When I was a member of the Planning, Environment and Public Works Committee in 2003 the matter of planning for future house building was an early subject for consideration. I asked whether the calculations included Jersey born people with full housing qualifications living and working abroad who may, ultimately, wish to return and live in their home Island. The planning formula did not include this cadre of local folk, primarily - it seemed - because nobody had the slightest idea of the numbers involved. The potential runs to many thousands.

However, the government of the day DID know about the growing number of elderly residents, as well as the steadily increasing population figures, fuelled by immigration and a misguided economic policy - recently running at 1,400 new residents per year. It is these continually rising numbers that have seriously distorted the demand and supply relationship in Jersey's accommodation market.

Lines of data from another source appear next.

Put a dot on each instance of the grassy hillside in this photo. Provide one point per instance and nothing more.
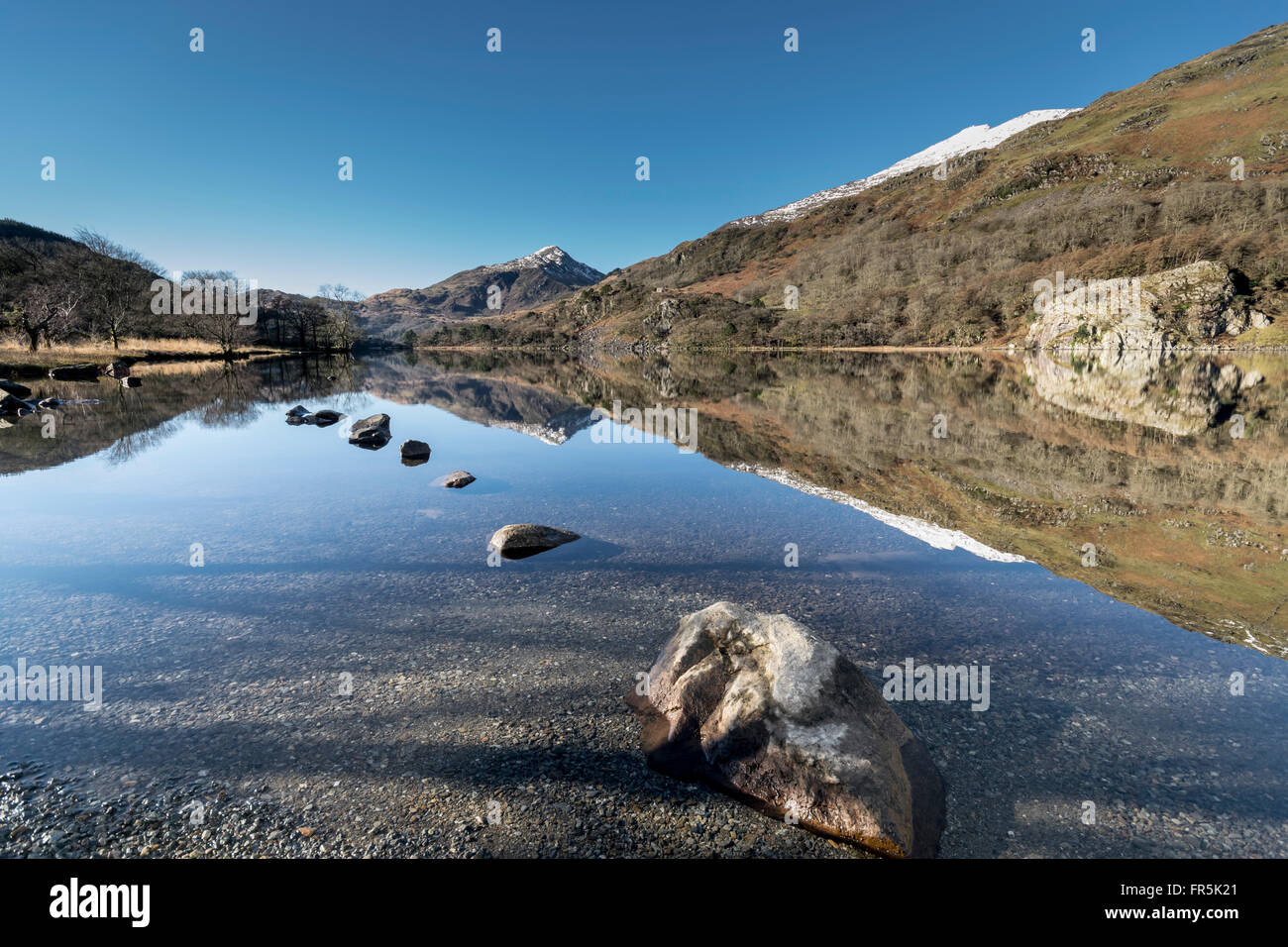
(1137, 182)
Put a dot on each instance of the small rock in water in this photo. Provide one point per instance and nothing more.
(11, 405)
(14, 389)
(73, 372)
(760, 707)
(459, 478)
(413, 453)
(520, 540)
(326, 418)
(372, 432)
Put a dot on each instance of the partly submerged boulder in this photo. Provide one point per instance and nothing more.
(14, 389)
(9, 405)
(370, 432)
(73, 372)
(760, 707)
(520, 540)
(458, 478)
(413, 451)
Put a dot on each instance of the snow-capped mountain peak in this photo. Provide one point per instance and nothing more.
(553, 261)
(969, 140)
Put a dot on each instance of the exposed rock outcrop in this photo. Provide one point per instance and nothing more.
(761, 707)
(1192, 304)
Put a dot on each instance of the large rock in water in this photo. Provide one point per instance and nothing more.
(458, 478)
(413, 451)
(370, 432)
(520, 540)
(760, 707)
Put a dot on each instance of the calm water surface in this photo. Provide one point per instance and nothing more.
(1109, 684)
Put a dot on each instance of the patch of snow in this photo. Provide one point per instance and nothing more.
(969, 140)
(931, 535)
(553, 261)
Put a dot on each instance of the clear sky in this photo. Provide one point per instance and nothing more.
(228, 158)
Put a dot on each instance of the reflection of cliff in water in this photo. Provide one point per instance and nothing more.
(129, 421)
(1041, 457)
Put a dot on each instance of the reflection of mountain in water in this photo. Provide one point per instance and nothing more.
(497, 401)
(1041, 458)
(128, 421)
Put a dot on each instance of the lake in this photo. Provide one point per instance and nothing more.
(308, 643)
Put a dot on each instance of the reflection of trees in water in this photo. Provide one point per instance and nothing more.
(129, 446)
(236, 401)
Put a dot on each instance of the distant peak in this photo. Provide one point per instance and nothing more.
(970, 138)
(553, 261)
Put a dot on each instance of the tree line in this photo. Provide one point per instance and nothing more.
(54, 291)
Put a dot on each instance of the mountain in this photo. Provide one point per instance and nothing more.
(1185, 166)
(973, 138)
(524, 283)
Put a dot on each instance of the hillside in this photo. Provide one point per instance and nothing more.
(1138, 182)
(523, 283)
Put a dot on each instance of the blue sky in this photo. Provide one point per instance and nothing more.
(227, 158)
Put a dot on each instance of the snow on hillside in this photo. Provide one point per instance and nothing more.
(930, 534)
(967, 140)
(554, 262)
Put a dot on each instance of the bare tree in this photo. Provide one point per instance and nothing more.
(46, 309)
(219, 322)
(116, 285)
(343, 305)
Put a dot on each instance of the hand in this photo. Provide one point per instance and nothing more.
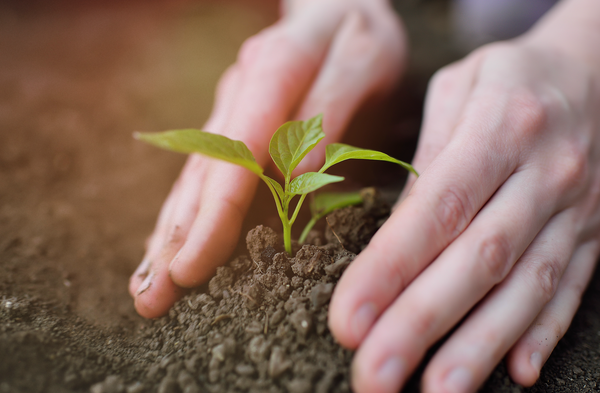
(501, 228)
(322, 57)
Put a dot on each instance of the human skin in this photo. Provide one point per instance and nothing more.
(503, 222)
(295, 69)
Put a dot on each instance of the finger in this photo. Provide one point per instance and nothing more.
(473, 351)
(359, 55)
(445, 101)
(438, 298)
(533, 349)
(438, 208)
(175, 205)
(274, 73)
(153, 243)
(173, 227)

Whilst the retiring Jersey Homes Trust chairman is also right to highlight the reduced Andium rental cap from 90% to 80% of current market values, I must point out that the principle of linking Andium rentals to the private rental market is fundamentally wrong.

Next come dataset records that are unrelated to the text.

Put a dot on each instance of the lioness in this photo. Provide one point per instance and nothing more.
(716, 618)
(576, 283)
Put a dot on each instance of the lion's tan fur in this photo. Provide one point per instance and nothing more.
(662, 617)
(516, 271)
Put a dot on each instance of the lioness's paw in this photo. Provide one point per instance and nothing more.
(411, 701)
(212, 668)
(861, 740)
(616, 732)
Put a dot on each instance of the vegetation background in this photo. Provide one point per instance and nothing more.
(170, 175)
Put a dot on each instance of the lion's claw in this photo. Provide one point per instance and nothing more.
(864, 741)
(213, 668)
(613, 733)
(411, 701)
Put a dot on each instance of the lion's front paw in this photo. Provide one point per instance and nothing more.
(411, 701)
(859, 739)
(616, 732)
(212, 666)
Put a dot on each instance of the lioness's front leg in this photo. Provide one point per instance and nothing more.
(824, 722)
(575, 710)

Andium homes are owned by the government on behalf of the people of Jersey and are not part of Jersey's property market. This association is a fallacy and was contrived in order to "prop up" private sector rental values. This abuse of Jersey's "less well off" residents has been supported over the years by numerous States Members, who happened to be private landlords. Andium rentals continue to be unnecessarily excessive, presently aggravated by the "financial skim" placed on Andium tenants in order to fund Andium loans and future construction projects - both of which should be funded from general taxation.
Posted by Keith Marsh on
Until Jersey wants to solve this problem, by building cheaper 2/3 bedroom family homes, with gardens, on medium sized estates, they will not succeed. There is too much profit by building luxury 4 bedroom detached individual properties. There has to be a will to change and this government does not have such desires.